The Functions of Summative Assessment
Wilson, M. (2016, September). NCME Newsletter, 24(3), 1-3.
In the previous president’s message, I made a case for the importance of classroom assessment as a site for educational measurement research and development and as a principal context in which educational measurement can be a positive influence for educational success. (See the June NCME Newsletter [vol. 23, no. 2] if you missed that first installment.) In this message, I will turn my attention to summative assessment.
Few members of NCME will need to have the importance of summative assessment pointed out to them, so I will not devote space to that here. Instead, I will start with a discussion of the multiple aspects of how summative assessments are deployed in the broad educational domain. In my view, these aspects split into two functions, the information uses of summative assessments, and the signification uses.
The information uses of summative assessment are the ones that are the main focus of research, development, and application in educational measurement in general, and I would say, for the majority of NCME members. By information uses I mean the many ways that the actual information from the measurements are used in the educational system. For example, suppose that the instrument is a state test, designed to assess students in a specific domain, such as writing. Then the direct information uses of this test would be to provide estimates of student location on a variable of student performance in the domain of writing. The results may be used in a variety of ways: They might be aggregated across multiple levels and groupings of students, and they may also be combined with the results of other tests in various ways. Individual results might be used summatively by a teacher for classroom use or for sharing with parents. They might also be used summatively in aggregation and/or combination to make educational decisions by appropriate people, such as teachers, parents, administrators, those beyond the classroom (including those at the building level, up to the state levels), and educational policy makers of many kinds.

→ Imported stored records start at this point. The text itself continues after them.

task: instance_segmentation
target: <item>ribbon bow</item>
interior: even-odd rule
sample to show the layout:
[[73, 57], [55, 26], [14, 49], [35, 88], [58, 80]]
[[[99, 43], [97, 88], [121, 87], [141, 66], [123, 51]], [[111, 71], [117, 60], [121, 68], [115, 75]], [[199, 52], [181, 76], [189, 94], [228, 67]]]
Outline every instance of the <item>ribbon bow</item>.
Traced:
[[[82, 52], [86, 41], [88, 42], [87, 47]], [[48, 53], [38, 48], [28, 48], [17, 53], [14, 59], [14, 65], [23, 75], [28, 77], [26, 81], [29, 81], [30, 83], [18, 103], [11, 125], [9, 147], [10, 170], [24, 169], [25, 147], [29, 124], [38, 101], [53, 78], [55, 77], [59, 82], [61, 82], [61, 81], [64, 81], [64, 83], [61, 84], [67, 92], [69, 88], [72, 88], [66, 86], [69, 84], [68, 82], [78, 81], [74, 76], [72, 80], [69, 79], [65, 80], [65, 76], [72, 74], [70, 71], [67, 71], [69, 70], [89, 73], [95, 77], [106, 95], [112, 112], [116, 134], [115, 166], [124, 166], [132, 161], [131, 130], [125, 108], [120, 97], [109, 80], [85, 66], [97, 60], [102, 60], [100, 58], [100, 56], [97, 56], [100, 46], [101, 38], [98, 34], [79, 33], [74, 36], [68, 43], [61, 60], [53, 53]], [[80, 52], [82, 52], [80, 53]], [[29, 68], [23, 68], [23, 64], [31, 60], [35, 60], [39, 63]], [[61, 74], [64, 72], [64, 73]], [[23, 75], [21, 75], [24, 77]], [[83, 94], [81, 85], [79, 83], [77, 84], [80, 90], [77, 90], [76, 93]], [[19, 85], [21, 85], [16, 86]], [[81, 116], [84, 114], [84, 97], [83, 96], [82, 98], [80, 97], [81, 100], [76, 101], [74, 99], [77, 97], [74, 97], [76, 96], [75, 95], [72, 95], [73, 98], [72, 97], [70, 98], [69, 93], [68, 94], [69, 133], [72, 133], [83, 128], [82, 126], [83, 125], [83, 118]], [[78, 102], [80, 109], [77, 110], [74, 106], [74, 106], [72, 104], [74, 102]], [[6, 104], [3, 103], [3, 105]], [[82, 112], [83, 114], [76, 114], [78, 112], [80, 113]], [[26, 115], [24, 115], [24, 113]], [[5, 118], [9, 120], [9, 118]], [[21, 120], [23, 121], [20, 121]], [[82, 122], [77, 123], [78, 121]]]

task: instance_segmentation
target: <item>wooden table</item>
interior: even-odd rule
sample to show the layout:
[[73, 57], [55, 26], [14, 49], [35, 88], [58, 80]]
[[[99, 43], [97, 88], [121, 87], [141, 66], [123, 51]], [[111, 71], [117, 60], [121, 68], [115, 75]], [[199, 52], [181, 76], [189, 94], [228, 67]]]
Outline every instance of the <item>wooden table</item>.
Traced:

The signification uses of summative assessments are seldom referred to in research papers in educational measurement, though they are commonly understood in educational policy circles, and, in my view actually carry greater weight in the education system. These signification uses include the signaling to teachers and others of what standards they should be teaching (i.e., because those are the standards represented by the items in the summative tests) and of the relative weighting of those standards (i.e., through the relative numbers of items (or scores) representing different standards). A second use is to give teachers concrete examples of what the standards mean through their embodiment in specific items. (A similar distinction was made in Wilson , but the term signification is new.)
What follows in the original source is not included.